By Phil Drake | Montana Watchdog
HELENA — The commissioner of political practices holds great authority, investigating allegations of election and campaign finance malfeasance, an inherently political position.
It is even more politically charged because the governor appoints the commissioner, resulting in previous officeholders facing repeated claims of partisanship, cronyism and pokey resolution of complaints.
After years of this office being embroiled in controversy and the recent sudden resignation of the previous commissioner, lawmakers have had enough and want to reevaluate the commissioner’s responsibilities.
But changing this position could be a daunting task, a University of Montana professor told Montana Watchdog.
“One of the problems with reforms is that you try to take politics out of politics, and it’s pretty hard to do,” James Lopach, a political science professor, said in a telephone interview, adding that certain hot button issues, such as voting district reapportionment, which the commissioner may address are highly political.
“It’s hard to find a philosopher king who is knowledgeable but completely disinterested,” he said.
The State Administration and Veterans’ Affairs Interim Committee has drafted LCsa01, which wants a committee to study the way in which the commissioner is appointed, the Political Practice Office‘s duties and its authority, including options for “more immediate consequences for violating campaign laws.”
The commissioner’s responsibilities include monitoring and investigating complaints regarding campaign practices, campaign financial disclosure, lobbying, and business interest disclosure of state elected officials, candidates and state department directors.
LCsa02, the other bill SAVA is drafting, outlines procedures when complaints are made against the commissioner and prohibits the commissioner from doing private business during office hours.
Both proposals are expected to be introduced in the upcoming legislative session with the study expected to be presented to lawmakers during the 2015 session.
The fate of the commissioner’s position was brought into question in January, shortly after Political Practices Commissioner David Gallik resigned amid allegations from his staff that he was doing private business on state time.
Gallik denied the claims, saying his staff resisted changes he wanted to make, such as electronic filing, that would allow the office to be more efficient.
Democratic Gov. Brian Schweitzer replaced Gallik in February with Jim Murry, who worked as a treasurer on his political campaigns. Schweitzer told Murry that the 2013 Legislature might change the Political Practices Office or have its duties assigned to another office.

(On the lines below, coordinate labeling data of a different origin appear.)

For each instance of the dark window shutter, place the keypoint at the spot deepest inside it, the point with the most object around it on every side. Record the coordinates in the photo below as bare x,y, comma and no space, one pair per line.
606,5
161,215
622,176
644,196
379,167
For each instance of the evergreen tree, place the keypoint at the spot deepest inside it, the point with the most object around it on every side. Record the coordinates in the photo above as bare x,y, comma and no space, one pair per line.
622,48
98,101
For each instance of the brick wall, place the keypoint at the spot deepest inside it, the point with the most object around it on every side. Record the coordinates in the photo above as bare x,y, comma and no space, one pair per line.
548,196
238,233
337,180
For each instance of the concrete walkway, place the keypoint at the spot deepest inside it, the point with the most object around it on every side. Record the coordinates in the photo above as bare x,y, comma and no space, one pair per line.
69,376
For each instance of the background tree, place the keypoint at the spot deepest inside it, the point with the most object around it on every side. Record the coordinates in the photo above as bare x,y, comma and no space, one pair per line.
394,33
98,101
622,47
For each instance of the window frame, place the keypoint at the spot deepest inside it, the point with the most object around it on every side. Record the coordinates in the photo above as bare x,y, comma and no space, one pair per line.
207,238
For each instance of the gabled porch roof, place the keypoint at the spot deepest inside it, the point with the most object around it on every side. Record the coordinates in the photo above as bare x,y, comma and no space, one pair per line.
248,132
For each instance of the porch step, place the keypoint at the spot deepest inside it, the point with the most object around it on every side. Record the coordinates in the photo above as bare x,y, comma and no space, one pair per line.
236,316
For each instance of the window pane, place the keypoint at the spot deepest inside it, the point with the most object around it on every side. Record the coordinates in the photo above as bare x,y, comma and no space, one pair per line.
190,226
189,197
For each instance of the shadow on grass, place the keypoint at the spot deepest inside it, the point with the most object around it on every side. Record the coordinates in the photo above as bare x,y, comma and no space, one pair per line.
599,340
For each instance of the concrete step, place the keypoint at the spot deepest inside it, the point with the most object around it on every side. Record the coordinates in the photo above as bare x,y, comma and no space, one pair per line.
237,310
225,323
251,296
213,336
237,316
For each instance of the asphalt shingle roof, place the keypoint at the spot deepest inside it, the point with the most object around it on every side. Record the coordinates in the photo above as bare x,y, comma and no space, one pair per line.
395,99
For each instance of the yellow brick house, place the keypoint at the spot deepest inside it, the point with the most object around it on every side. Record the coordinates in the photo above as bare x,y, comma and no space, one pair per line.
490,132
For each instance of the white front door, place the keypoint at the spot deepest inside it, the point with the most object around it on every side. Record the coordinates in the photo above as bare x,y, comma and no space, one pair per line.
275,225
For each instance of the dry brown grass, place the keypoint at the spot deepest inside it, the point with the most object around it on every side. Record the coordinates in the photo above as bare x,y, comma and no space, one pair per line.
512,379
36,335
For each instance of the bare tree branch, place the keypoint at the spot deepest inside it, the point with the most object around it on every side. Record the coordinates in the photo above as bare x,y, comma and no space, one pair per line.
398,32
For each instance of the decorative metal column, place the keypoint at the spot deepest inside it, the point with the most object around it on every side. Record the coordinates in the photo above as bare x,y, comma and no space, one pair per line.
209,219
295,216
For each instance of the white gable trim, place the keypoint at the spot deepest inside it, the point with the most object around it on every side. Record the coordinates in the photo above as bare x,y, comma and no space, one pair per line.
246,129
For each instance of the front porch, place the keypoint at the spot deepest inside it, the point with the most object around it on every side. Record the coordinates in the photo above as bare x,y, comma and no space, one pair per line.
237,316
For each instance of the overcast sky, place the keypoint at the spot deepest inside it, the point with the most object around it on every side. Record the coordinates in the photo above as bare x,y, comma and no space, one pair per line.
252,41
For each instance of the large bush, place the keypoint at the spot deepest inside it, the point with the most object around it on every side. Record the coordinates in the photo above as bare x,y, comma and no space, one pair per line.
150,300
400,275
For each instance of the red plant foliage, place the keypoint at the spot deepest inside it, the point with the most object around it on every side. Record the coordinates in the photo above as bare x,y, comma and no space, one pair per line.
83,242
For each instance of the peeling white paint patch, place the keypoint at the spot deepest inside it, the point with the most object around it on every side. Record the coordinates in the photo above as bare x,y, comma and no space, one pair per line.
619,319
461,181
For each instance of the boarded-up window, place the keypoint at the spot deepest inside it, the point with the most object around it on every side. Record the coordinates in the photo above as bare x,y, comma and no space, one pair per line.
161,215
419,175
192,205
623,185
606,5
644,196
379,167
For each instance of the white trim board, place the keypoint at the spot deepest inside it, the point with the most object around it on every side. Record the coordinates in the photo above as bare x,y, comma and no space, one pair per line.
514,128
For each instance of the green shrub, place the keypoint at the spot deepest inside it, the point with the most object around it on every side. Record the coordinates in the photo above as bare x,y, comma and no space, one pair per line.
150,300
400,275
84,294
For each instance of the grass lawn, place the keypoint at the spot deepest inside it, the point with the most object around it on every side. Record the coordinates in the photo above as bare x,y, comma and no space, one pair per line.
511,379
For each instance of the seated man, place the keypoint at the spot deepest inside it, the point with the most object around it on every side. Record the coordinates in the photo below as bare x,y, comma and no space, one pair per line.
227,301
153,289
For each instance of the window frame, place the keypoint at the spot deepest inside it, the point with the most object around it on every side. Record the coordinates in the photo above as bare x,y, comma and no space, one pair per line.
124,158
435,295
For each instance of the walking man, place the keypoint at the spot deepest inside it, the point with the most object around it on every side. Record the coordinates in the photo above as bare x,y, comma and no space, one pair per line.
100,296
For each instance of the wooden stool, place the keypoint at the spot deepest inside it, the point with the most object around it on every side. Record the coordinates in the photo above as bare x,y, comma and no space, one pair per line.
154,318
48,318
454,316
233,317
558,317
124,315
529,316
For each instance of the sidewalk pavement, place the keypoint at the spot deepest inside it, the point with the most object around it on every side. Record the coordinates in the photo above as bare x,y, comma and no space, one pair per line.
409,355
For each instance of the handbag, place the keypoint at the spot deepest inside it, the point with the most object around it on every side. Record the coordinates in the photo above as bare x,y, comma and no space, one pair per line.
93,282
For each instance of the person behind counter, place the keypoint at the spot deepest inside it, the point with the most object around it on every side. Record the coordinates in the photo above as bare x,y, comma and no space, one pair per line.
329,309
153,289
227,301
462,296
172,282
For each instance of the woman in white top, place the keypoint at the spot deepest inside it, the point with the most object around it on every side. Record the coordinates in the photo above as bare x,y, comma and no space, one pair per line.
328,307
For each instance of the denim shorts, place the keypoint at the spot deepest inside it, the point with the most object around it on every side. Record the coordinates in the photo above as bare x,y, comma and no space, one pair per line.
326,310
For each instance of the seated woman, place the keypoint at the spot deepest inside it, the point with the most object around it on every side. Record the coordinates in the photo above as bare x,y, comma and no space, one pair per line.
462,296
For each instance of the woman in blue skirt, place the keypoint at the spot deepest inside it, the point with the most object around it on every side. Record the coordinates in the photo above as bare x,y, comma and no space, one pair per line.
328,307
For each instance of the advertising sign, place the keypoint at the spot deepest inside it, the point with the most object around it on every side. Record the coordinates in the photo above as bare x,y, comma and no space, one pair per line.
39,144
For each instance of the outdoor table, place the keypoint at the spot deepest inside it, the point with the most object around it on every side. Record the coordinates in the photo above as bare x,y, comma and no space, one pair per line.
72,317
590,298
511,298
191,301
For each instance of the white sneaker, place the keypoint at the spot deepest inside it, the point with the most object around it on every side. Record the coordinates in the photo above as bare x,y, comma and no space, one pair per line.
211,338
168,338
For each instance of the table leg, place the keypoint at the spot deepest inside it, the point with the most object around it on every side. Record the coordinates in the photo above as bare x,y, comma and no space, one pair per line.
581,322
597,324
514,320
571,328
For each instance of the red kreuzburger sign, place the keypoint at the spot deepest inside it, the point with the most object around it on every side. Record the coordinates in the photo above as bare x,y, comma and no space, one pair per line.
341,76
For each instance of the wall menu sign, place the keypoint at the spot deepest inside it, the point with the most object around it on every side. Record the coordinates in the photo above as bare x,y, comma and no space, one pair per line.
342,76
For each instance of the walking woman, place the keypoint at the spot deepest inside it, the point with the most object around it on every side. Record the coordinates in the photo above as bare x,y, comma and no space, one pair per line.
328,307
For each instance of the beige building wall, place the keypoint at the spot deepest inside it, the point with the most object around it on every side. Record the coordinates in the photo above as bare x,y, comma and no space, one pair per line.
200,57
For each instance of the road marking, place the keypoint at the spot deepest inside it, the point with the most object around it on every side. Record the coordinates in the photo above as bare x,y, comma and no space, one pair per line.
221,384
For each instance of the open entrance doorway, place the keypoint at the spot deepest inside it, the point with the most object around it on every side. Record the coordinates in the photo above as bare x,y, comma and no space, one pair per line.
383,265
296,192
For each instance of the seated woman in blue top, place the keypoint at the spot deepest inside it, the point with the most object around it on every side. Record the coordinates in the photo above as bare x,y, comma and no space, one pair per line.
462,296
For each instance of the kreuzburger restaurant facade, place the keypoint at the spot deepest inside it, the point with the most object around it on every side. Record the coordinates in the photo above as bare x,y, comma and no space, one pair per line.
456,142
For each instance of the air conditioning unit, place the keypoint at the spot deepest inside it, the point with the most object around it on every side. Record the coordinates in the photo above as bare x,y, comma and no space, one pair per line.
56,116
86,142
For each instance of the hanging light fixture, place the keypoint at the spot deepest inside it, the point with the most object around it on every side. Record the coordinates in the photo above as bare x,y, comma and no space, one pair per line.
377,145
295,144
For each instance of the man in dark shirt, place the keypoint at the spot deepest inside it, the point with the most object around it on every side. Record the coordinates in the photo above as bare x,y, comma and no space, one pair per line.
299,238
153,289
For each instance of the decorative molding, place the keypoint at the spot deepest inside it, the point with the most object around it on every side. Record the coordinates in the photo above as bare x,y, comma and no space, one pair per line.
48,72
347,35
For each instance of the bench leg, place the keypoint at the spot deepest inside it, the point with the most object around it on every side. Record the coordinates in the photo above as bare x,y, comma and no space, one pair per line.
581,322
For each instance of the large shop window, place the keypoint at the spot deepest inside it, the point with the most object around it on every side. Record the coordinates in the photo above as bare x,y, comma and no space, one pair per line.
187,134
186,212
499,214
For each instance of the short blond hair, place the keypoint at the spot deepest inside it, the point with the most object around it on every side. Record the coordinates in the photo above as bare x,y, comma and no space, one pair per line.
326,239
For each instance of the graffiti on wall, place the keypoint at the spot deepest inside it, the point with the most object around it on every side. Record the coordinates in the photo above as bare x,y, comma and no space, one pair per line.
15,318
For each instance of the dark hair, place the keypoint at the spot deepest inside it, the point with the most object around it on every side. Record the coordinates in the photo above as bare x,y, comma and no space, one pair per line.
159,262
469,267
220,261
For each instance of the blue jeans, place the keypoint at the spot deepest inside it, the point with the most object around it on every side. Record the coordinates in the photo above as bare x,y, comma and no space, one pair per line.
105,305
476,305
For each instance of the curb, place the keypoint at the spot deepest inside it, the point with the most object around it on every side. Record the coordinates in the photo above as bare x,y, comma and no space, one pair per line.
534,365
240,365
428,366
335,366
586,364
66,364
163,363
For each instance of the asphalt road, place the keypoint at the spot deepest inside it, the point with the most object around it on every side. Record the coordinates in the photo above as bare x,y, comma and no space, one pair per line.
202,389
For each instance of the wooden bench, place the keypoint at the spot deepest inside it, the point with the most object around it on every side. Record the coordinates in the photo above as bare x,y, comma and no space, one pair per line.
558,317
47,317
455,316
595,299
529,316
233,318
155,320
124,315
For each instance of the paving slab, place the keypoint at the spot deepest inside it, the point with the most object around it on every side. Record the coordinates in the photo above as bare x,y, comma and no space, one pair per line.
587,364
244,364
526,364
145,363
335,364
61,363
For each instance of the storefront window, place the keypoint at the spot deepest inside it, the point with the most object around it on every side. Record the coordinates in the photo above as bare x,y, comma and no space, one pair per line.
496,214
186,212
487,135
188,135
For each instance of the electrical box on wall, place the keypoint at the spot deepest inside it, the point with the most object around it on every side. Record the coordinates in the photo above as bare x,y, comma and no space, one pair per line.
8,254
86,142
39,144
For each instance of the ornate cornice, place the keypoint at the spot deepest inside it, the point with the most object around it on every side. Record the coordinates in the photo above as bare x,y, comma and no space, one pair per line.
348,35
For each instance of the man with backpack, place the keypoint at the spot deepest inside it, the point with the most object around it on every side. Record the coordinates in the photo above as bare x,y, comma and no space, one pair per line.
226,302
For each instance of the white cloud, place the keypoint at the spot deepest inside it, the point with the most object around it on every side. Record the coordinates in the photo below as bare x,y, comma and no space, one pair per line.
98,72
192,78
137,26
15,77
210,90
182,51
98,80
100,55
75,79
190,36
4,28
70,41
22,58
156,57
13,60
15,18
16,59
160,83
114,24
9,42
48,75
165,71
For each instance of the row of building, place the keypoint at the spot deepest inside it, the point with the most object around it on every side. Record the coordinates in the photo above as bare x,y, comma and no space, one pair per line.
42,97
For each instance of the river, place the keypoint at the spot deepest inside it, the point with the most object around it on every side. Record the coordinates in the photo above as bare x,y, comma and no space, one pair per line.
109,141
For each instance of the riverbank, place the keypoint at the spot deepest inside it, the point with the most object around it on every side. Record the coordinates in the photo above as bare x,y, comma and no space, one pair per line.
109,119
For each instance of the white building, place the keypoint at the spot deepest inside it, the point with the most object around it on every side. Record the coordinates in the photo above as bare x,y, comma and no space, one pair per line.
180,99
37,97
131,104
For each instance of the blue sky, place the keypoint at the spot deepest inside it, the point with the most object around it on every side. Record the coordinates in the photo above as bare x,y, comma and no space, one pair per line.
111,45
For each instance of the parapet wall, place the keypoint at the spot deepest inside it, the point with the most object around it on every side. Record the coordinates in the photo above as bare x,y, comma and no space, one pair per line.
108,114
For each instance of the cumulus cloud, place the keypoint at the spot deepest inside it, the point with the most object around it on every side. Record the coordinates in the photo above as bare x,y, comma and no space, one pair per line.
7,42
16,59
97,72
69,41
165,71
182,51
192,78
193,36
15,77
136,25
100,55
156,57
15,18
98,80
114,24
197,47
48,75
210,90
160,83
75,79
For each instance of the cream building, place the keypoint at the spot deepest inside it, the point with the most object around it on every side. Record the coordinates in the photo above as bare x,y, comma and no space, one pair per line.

Helena attorney Jim Brown, who has represented the Montana Republican Party, told the SAVA committee shortly after Gallik resigned that the position is flawed by allowing the commissioner to be the judge, jury and executioner regarding the credibility of complaints.
“As far as I know, Montana is the only state (in) the union that allows a partisan governor to directly select the state’s top political cop,” he wrote in comments he submitted to committee members. “This is just an inherent conflict on its face.”
Brown had accused Gallik, a former Democratic legislator, of ruling on a case involving Attorney General Steve Bullock. Brown said Gallik, who had donated to Bullock’s campaign, should have recused himself.
He also said told SAVA that the office had some complaints that were more than 4 years old. In a January memo to SAVA, he said complaints should be resolved within a year.
A review Friday by Montana Watchdog shows the oldest of the 31 unaddressed complaints now go back to June 7, 2010.
“This extraordinary length of time to resolve a complaint not only looks bad, because it is bad, but also is prejudicial to the complaining party and the party complained against,” said Brown.
Murry and Mary Baker, a program supervisor in the Political Practices Office, have said getting an in-house attorney would help. The office now hires outside legal assistance. Murry said that last year the office spent $86,000 for legal assistance, and an in-house attorney “would help speed up the process.”
The commissioner is appointed for a six-year term by the governor and confirmed by the Senate. The current term ends Dec. 30, 2016, and the job pays $57,689 annually.
The position was created in 1975 and was first called the commissioner of campaign finances and practices. At first, the commissioner was appointed by the House speaker, Senate president and minority leaders of both houses, according to a recent briefing prepared by Megan Moore, research analyst with the Legislative Services Division. In 1979, the Legislature gave the governor the authority to appoint a commissioner.
While in office, the commissioner cannot have an occupation that interferes with the office, participate in a campaign and contribute or attend a fund-raising event for a candidate. The commissioner can be removed by the governor or impeached by a county attorney.
The office has changed over the years. In the 1970s and ‘80s, it was charged with election financing, lobbying and business disclosures. In the mid-1990s, the office was tasked with overseeing the ethical standards of conduct for legislators, public officers and state employees.
Lopach, the UM professor, said he believes the public does not have a lot of confidence in the Political Practices Office, because it has “that appearance of being tainted by politics.”
He said a three-person commission might be good.
“The goal would be to get a body seen as more independent, more expert, more legitimate and not subject to partisan complaints,” he said. “We’d have to pay for it and the Legislature always seems to balk at paying for quality.”